Op 26 februari 2019 heeft [Werknemer] zich ziek gemeld.
2.4.
Op 6 maart 2019 heeft er op het kantoor van [Werkgever] een bespreking plaatsgevonden tussen partijen.
2.5.
In een brief van [Werknemer] aan [Werkgever] van 6 maart 2019 schrijft [Werknemer] , voor zover van belang:
“ Beste [Werkgever].
Naar aanleiding van ons gesprek woensdagochtend 08:15 uur bij jou op de zaak het volgende.
Op dinsdag 26 februari heb ik mij bij jou (..) ziek gemeld (..).
Op 5 maart 2019 (..) belt jouw broer [naam] mij op om te vragen hoe het met mij gaat en mijn antwoord was dat het wel beter ging maar nog niet genezen maar desondanks het wel wil proberen omdat dit nou eenmaal mijn instelling is (..). [naam] zegt ok prima ik laat je weten hoe laat je morgen moet beginnen!Woensdag 6 maart 2019 belt [naam] mij op om 08:09 uur en zegt dat ik kan komen werken en ik kom direct naar jullie toe. Op de zaak aangekomen wordt er nog met veel belangstelling gevraagd hoe het nu gaat en of ik even mee wilde lopen naar kantoor waar ik tot mijn verbazing te horen kreeg dat het maar beter is om de werkrelatie te beëindigen en dat ik tot eind maart 2019 vakantie mag houden en daarna is mijn werkovereenkomst ontbonden! De reden hiervan zou zijn dat jullie het vertrouwen in mij zijn kwijtgeraakt (..) Mocht ik hier niet mee akkoord gaan dan zouden jullie een aangifte tegen mij doen vanwege een zogenaamde diefstal wat totaal nergens opslaat! Zoals je kunt begrijpen komt dit nogal vreemd op mij over en deel ik jullie mede dat ik hier niet mee akkoord ga omdat ik nog steeds zit met mijn blessure (..)

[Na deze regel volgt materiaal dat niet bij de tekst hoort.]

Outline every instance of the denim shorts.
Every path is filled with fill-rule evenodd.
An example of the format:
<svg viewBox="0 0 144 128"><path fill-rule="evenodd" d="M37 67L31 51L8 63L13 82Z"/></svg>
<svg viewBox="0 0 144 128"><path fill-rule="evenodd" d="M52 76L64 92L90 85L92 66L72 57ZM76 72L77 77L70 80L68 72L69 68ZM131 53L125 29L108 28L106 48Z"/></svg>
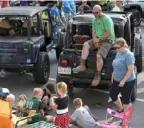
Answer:
<svg viewBox="0 0 144 128"><path fill-rule="evenodd" d="M118 86L119 83L120 82L114 81L113 84L111 85L110 97L112 98L112 101L115 102L117 100L118 94L121 93L122 103L129 104L131 102L131 95L132 95L132 91L134 89L136 80L126 82L123 87L119 87Z"/></svg>
<svg viewBox="0 0 144 128"><path fill-rule="evenodd" d="M93 40L88 40L87 43L90 46L90 50L96 49L93 43ZM100 43L100 47L98 48L97 54L101 55L103 59L107 57L109 50L113 47L111 40L103 40Z"/></svg>

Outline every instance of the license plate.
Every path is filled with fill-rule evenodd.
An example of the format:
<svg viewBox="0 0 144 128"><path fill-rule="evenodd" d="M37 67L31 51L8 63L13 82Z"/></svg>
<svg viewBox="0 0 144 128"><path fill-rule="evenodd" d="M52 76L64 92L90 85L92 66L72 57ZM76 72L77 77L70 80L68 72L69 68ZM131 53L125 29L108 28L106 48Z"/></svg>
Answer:
<svg viewBox="0 0 144 128"><path fill-rule="evenodd" d="M59 66L58 67L58 74L70 75L71 74L71 68Z"/></svg>

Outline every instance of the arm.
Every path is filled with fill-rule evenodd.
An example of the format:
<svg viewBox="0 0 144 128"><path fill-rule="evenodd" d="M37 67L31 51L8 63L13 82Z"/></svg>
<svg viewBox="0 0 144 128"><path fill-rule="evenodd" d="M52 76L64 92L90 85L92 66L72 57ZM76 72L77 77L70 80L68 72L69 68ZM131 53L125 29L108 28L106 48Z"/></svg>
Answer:
<svg viewBox="0 0 144 128"><path fill-rule="evenodd" d="M50 99L50 106L51 106L51 108L54 109L54 110L56 110L57 107L58 107L58 105L55 103L53 97Z"/></svg>

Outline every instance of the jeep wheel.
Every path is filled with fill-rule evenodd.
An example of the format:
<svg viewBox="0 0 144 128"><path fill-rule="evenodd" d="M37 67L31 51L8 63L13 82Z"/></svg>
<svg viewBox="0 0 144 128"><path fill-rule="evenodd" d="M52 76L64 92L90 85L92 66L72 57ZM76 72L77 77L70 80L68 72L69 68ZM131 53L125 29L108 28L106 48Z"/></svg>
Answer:
<svg viewBox="0 0 144 128"><path fill-rule="evenodd" d="M37 84L45 84L50 73L49 56L46 52L40 52L34 66L33 78Z"/></svg>
<svg viewBox="0 0 144 128"><path fill-rule="evenodd" d="M139 42L139 54L135 56L136 58L136 66L137 66L137 72L142 71L142 42Z"/></svg>
<svg viewBox="0 0 144 128"><path fill-rule="evenodd" d="M134 27L137 27L141 23L141 13L137 9L133 9L133 10L131 10L131 12L133 13L133 20L134 20L133 25L134 25Z"/></svg>
<svg viewBox="0 0 144 128"><path fill-rule="evenodd" d="M57 58L57 60L59 59L59 56L60 56L61 52L62 52L62 47L58 46L56 48L56 58Z"/></svg>
<svg viewBox="0 0 144 128"><path fill-rule="evenodd" d="M136 75L136 83L134 85L132 95L131 95L131 101L134 102L137 97L137 68L135 67L135 75Z"/></svg>

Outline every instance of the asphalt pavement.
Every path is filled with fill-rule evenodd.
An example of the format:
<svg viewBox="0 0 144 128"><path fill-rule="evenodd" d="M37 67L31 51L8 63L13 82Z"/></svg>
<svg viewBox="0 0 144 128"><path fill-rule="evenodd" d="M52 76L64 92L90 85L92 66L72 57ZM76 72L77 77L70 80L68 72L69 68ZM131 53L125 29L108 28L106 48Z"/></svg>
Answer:
<svg viewBox="0 0 144 128"><path fill-rule="evenodd" d="M144 42L144 23L141 26L143 33ZM143 44L144 49L144 44ZM57 59L55 51L52 50L49 53L51 62L51 71L49 83L55 84L56 82L56 70L57 70ZM144 53L143 53L144 56ZM143 57L144 60L144 57ZM144 69L144 66L143 66ZM27 97L32 96L32 90L34 87L43 88L45 85L37 85L33 81L32 74L21 74L21 73L6 73L4 78L0 78L0 86L9 88L11 93L15 94L16 101L20 94L26 94ZM80 97L83 99L84 104L87 104L92 113L99 119L105 118L106 108L112 104L108 103L109 92L108 90L92 90L92 89L74 89L74 97ZM133 103L133 117L130 122L132 128L143 128L144 127L144 72L138 74L138 96L136 101ZM72 112L72 100L69 103L70 112Z"/></svg>

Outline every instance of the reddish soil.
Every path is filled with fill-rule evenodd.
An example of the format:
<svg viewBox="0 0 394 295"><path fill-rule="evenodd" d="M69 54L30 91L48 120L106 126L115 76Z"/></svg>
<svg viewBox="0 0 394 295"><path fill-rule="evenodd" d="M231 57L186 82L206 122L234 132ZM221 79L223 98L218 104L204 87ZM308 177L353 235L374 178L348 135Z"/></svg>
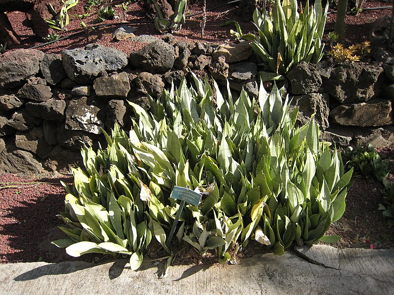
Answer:
<svg viewBox="0 0 394 295"><path fill-rule="evenodd" d="M394 174L394 150L381 151L383 158L391 159ZM57 227L63 225L56 215L64 209L66 194L60 181L70 183L70 175L0 176L0 262L43 261L59 262L76 259L67 255L63 249L50 244L66 237ZM333 244L337 247L375 248L394 247L394 232L378 204L383 203L381 183L369 183L364 178L353 177L354 183L346 198L346 210L339 221L331 225L327 235L338 235L342 239ZM217 262L214 255L197 255L188 244L174 242L177 254L176 264ZM259 244L251 241L239 257L264 252ZM157 243L152 242L146 255L156 259L167 254ZM111 257L96 254L78 259L98 261ZM203 262L201 263L201 261Z"/></svg>
<svg viewBox="0 0 394 295"><path fill-rule="evenodd" d="M48 2L50 0L48 1ZM87 1L80 0L78 5L83 5ZM118 4L122 1L114 1ZM224 0L207 0L207 7L209 8L221 3ZM190 6L190 12L194 13L202 11L202 1L196 2ZM363 7L371 7L388 6L388 3L377 0L367 0ZM121 8L115 8L120 19L107 21L107 23L123 22ZM236 7L223 6L207 13L205 33L201 37L199 27L202 16L193 17L187 20L181 31L175 34L177 38L191 41L200 41L220 44L230 38L229 27L219 25L229 20L239 22L245 33L253 30L250 22L242 19L235 14ZM94 12L97 8L92 9ZM364 41L372 23L385 14L390 15L390 9L370 10L362 12L357 16L348 15L346 18L345 43L354 44ZM13 29L22 40L20 48L30 48L39 45L42 41L34 36L31 29L26 26L24 13L12 12L7 13ZM127 12L126 19L129 22L143 21L146 13L140 2L132 3ZM94 22L96 15L83 19L88 26L97 26ZM326 30L332 30L335 15L328 16ZM97 29L89 34L89 41L97 42L122 50L126 53L142 48L144 44L125 40L112 42L111 36L118 26ZM137 30L136 35L149 34L159 37L153 24L133 26ZM233 28L232 28L233 29ZM71 19L64 32L54 31L61 36L68 35L81 30L80 20ZM86 37L83 35L55 42L40 48L46 53L60 53L66 49L84 46ZM10 45L9 44L9 46ZM12 44L9 46L12 47ZM14 47L14 48L16 48ZM393 150L382 152L382 157L391 158L391 172L394 172L394 152ZM2 175L0 176L0 262L1 263L34 262L44 261L57 262L71 260L72 258L66 254L64 249L51 245L50 241L64 237L57 227L62 224L56 217L64 209L65 192L60 184L62 180L71 182L70 176ZM394 232L387 225L387 220L377 209L378 205L383 203L381 183L370 183L362 178L354 178L354 184L348 194L347 208L342 218L330 229L328 234L337 234L342 239L334 245L337 247L369 247L371 244L375 248L390 247L394 246ZM196 255L190 247L179 245L179 253L181 260L199 263L200 256ZM147 256L152 259L165 256L159 251L158 254L153 244ZM160 249L159 249L160 250ZM244 251L249 256L262 251L261 247L253 241ZM159 255L159 256L157 256ZM242 255L241 255L242 256ZM209 256L208 255L208 257ZM101 258L92 254L83 257L82 259L97 261Z"/></svg>
<svg viewBox="0 0 394 295"><path fill-rule="evenodd" d="M51 0L47 0L48 3ZM122 0L114 0L112 1L113 5L122 2ZM227 1L219 0L207 0L207 9L216 7L219 5L224 4ZM80 0L78 6L82 7L87 2L87 0ZM92 26L97 27L103 24L116 24L127 22L145 22L151 20L146 17L146 12L142 7L142 1L139 0L133 2L129 5L129 8L126 14L126 19L124 16L121 7L115 7L117 11L117 15L119 18L112 21L106 21L105 23L98 23L97 9L99 6L94 6L90 10L86 10L86 12L91 14L83 19L83 22L88 27ZM189 9L187 10L188 14L194 14L202 11L203 1L198 0L195 1L193 4L189 4ZM182 27L181 30L174 34L176 37L180 40L189 40L191 41L199 41L203 42L210 42L215 44L223 43L228 39L232 39L230 33L231 27L223 27L220 25L224 22L230 20L236 20L239 22L244 33L253 31L254 26L251 22L244 21L244 18L237 15L236 12L239 8L236 6L236 3L226 5L220 8L214 9L212 11L207 13L207 21L203 37L201 36L200 24L202 20L202 15L199 15L188 18L186 23ZM383 7L389 5L389 3L381 0L366 0L363 8ZM329 11L333 11L329 9ZM362 11L357 16L347 15L345 19L345 34L344 43L346 45L355 44L366 40L367 35L369 31L372 23L378 18L385 15L391 15L391 9L368 10ZM9 48L28 48L33 46L39 45L43 43L43 41L39 37L35 36L31 28L27 26L29 22L26 21L25 13L13 11L7 14L12 28L16 33L18 37L21 41L21 45L15 46L14 44L8 44ZM71 16L70 24L66 27L66 30L60 31L49 29L48 32L59 34L61 37L69 35L74 33L81 31L82 28L80 19L76 19ZM333 30L333 25L336 19L336 15L331 14L328 16L326 31L326 32ZM98 43L106 46L113 47L129 54L132 51L142 48L145 44L132 42L130 40L124 40L119 42L113 42L111 35L112 32L120 25L106 27L97 29L89 33L89 41L90 43ZM156 30L153 24L143 25L130 25L136 29L135 34L137 35L148 34L161 37L161 35ZM57 41L52 44L40 47L39 49L44 52L51 53L60 53L64 49L71 49L77 47L84 47L87 44L86 35L81 34L78 36L69 39Z"/></svg>

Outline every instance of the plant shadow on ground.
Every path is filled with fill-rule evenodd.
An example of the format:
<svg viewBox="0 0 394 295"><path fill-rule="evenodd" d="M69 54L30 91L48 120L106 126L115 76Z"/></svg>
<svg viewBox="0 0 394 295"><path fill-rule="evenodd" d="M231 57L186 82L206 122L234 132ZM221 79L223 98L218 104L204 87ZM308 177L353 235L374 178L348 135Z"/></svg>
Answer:
<svg viewBox="0 0 394 295"><path fill-rule="evenodd" d="M36 178L28 182L53 184L18 184L0 189L4 198L10 196L7 198L9 204L2 214L4 223L0 228L0 236L5 237L8 247L12 249L0 253L6 257L4 262L56 262L62 259L60 252L64 250L50 243L52 239L63 236L57 228L62 222L56 216L64 208L65 194L61 180L69 183L72 179Z"/></svg>

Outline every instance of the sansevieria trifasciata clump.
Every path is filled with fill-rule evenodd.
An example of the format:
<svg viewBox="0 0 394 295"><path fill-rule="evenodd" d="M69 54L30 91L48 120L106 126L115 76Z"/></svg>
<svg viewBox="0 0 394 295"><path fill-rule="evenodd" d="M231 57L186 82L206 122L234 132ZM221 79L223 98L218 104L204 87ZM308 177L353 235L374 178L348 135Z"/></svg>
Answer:
<svg viewBox="0 0 394 295"><path fill-rule="evenodd" d="M251 45L267 69L263 78L277 79L299 62L316 63L323 57L328 4L323 10L321 0L316 0L313 7L307 1L303 10L297 9L296 0L275 0L270 14L255 11L259 35Z"/></svg>
<svg viewBox="0 0 394 295"><path fill-rule="evenodd" d="M352 172L344 174L314 121L295 127L297 111L289 114L275 86L268 94L261 85L257 99L242 91L233 100L228 84L224 94L192 75L195 88L184 80L150 98L149 111L130 103L129 134L115 126L106 148L82 149L85 169L73 170L61 214L69 237L53 243L73 256L129 255L133 269L152 238L171 255L175 185L202 194L186 206L176 237L203 254L217 249L221 262L251 238L277 254L299 239L334 241L324 235L343 213Z"/></svg>

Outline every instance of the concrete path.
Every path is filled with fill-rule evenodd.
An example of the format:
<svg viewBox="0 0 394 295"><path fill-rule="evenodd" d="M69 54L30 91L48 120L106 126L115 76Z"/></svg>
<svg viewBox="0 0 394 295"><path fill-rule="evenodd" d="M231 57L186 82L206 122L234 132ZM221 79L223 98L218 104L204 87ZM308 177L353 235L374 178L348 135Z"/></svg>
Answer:
<svg viewBox="0 0 394 295"><path fill-rule="evenodd" d="M0 295L394 294L394 249L317 245L297 251L303 257L267 254L233 266L172 266L161 279L152 262L136 271L124 268L126 261L4 264Z"/></svg>

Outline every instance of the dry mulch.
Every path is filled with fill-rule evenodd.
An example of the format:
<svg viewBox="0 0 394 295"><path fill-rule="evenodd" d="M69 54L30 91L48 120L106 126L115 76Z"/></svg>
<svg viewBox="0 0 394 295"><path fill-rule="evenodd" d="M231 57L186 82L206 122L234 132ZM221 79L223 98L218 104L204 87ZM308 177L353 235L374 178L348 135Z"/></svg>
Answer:
<svg viewBox="0 0 394 295"><path fill-rule="evenodd" d="M48 2L50 0L48 0ZM80 3L86 2L80 0ZM114 1L114 4L122 1ZM225 3L223 0L207 0L207 8ZM190 6L190 12L202 10L202 1L196 1ZM388 6L387 2L377 0L367 0L363 7ZM230 27L221 27L222 23L229 20L239 22L243 32L253 30L250 22L242 19L235 13L234 6L225 6L208 13L205 33L201 38L200 23L201 15L188 19L182 30L175 34L178 39L199 41L220 44L230 38ZM116 8L118 15L122 15L120 8ZM236 9L236 8L235 8ZM385 14L390 15L391 9L370 10L359 13L357 16L347 16L344 42L348 45L366 40L367 32L371 24L376 19ZM128 11L128 21L141 21L146 20L145 13L140 2L133 3ZM16 48L30 48L39 45L42 41L33 35L31 29L27 26L26 16L22 12L12 12L7 14L13 28L22 41L22 45ZM94 23L95 15L84 19L88 26ZM335 14L328 16L326 30L332 30L335 20ZM123 21L123 19L112 22ZM111 22L108 22L110 23ZM66 35L78 31L81 29L80 21L72 19L67 26L67 30L60 33ZM130 53L142 48L144 44L123 40L113 42L111 35L117 26L98 29L91 33L90 41L98 43ZM156 31L153 24L135 26L136 35L149 34L161 37ZM55 32L59 33L55 31ZM64 49L83 47L86 44L84 35L72 39L57 42L39 49L46 53L59 54ZM394 159L394 152L383 152L382 157ZM391 172L394 171L392 160ZM62 225L56 214L64 208L65 191L60 184L62 180L70 183L72 178L70 175L42 175L33 177L26 175L2 175L0 176L0 263L15 263L46 261L59 262L76 259L66 255L64 249L51 245L50 241L64 237L63 232L57 228ZM347 208L342 218L331 226L328 234L339 235L342 240L334 244L336 247L392 247L394 246L394 233L387 225L387 220L377 209L378 205L383 202L381 190L381 183L370 183L362 178L354 178L354 184L347 197ZM7 184L4 184L6 183ZM14 184L12 184L14 183ZM4 187L5 186L5 187ZM203 259L197 255L191 246L186 243L176 243L175 252L177 253L177 263L208 264L216 261L212 254L208 254ZM261 253L260 245L252 241L244 249L243 255L249 256ZM152 244L146 254L147 259L157 259L165 253L158 245ZM80 258L87 261L98 261L102 257L94 254ZM108 259L108 258L104 259Z"/></svg>
<svg viewBox="0 0 394 295"><path fill-rule="evenodd" d="M51 0L43 0L43 2L51 2ZM123 0L114 0L113 5L119 4L123 2ZM219 5L228 2L225 0L206 0L207 9L214 7ZM305 2L303 1L303 2ZM312 2L312 1L311 1ZM324 1L323 1L324 2ZM80 0L78 5L83 6L87 2L87 0ZM190 4L187 14L195 14L202 11L203 1L201 0L194 1ZM133 2L129 5L129 8L126 15L124 16L122 8L116 7L117 15L119 18L111 21L107 20L105 23L98 23L96 21L97 15L96 13L99 6L93 7L91 10L87 11L91 15L83 19L83 22L88 26L97 27L103 24L114 24L122 22L144 22L151 20L146 17L146 12L143 7L142 1ZM363 8L377 7L387 6L390 3L382 0L366 0ZM203 36L201 36L200 24L202 21L202 15L199 15L188 18L186 23L182 27L181 30L174 35L177 39L183 41L192 42L199 41L203 43L211 43L221 44L227 39L233 40L230 34L230 30L234 29L233 27L223 27L221 24L230 20L238 21L244 33L252 32L255 30L254 26L249 21L245 21L244 18L237 15L236 12L239 8L236 4L227 5L214 9L212 11L207 12L207 21ZM332 11L333 9L329 9ZM367 33L369 32L372 23L379 17L385 15L391 15L391 9L379 9L368 10L359 13L357 15L347 15L345 18L345 33L344 43L348 45L356 44L365 41L367 39ZM9 48L28 48L33 46L38 45L43 43L43 41L35 36L32 29L28 27L29 22L26 20L25 14L18 11L7 13L8 19L11 24L13 30L21 41L21 45L15 46L9 44ZM336 20L336 14L332 14L328 16L326 31L328 32L333 30L333 26ZM112 32L119 26L107 27L98 29L91 31L89 34L90 43L97 43L105 46L112 47L118 49L127 54L141 49L145 44L143 43L132 42L128 39L120 42L113 42L111 35ZM159 38L162 36L156 30L153 24L142 25L131 25L136 29L134 33L136 35L146 34L154 35ZM49 29L48 33L59 34L61 37L70 35L82 30L81 20L70 16L69 25L66 27L66 30L59 31ZM86 36L82 34L78 36L70 39L57 41L52 44L40 47L40 50L46 53L60 54L65 49L71 49L76 48L83 47L87 44Z"/></svg>
<svg viewBox="0 0 394 295"><path fill-rule="evenodd" d="M394 150L381 151L383 158L391 159L391 171L394 173ZM0 259L1 263L46 261L59 262L83 260L97 262L111 256L90 254L75 259L68 256L64 249L50 244L66 237L57 228L62 222L56 214L64 209L66 192L60 181L72 181L70 175L0 176ZM327 235L338 235L342 239L332 245L337 247L388 248L394 247L394 231L387 225L382 211L378 210L383 202L381 183L370 183L364 178L353 177L354 183L346 197L346 210L339 221L331 225ZM371 246L372 245L372 246ZM174 241L177 264L212 264L217 262L214 254L205 257L198 255L186 242ZM260 244L251 241L238 258L265 251ZM167 256L153 240L146 259L155 260Z"/></svg>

Ik hoop dat jullie met een redelijk voorstel naar mij toe komen zodat wij jammerlijk genoeg op een redelijke manier afscheid kunnen nemen van elkaar.
Mocht je je hier niet in kunnen vinden dan kun je contact opnemen met mijn advocaat (..)”
2.6.
[Werkgever] heeft [Werknemer] loon betaald tot en met maart 2019 en de salarisbetaling daarna
gestopt.
2.7.
Op 3 september 2019 heeft [Werkgever] [Werknemer] bericht dat de arbeidsovereenkomst voor bepaalde tijd, voor zover die nog in stand mocht zijn, na 4 september 2019 niet zal worden verlengd.

3.Het verzoek

3.1.
[Werkgever] verzoekt de arbeidsovereenkomst met [Werknemer] voorwaardelijk te ontbinden op grond van artikel 7:671b lid 1, onderdeel a, van het Burgerlijk Wetboek (BW), in verbinding met artikel 7:669 lid 3, onderdeel e (verwijtbaar handelen) en g (verstoorde arbeidsverhouding) BW. Voorwaardelijk namelijk voor zover de arbeidsovereenkomst niet reeds door opzegging tegen 1 april 2019 dan wel door het einde van rechtswege op 4 september 2019 is geëindigd. Ook verzoekt [Werkgever] een verklaring voor recht inhoudende dat geen loon is verschuldigd vanaf 1 april 2019 tot datum ontbinding.
3.2.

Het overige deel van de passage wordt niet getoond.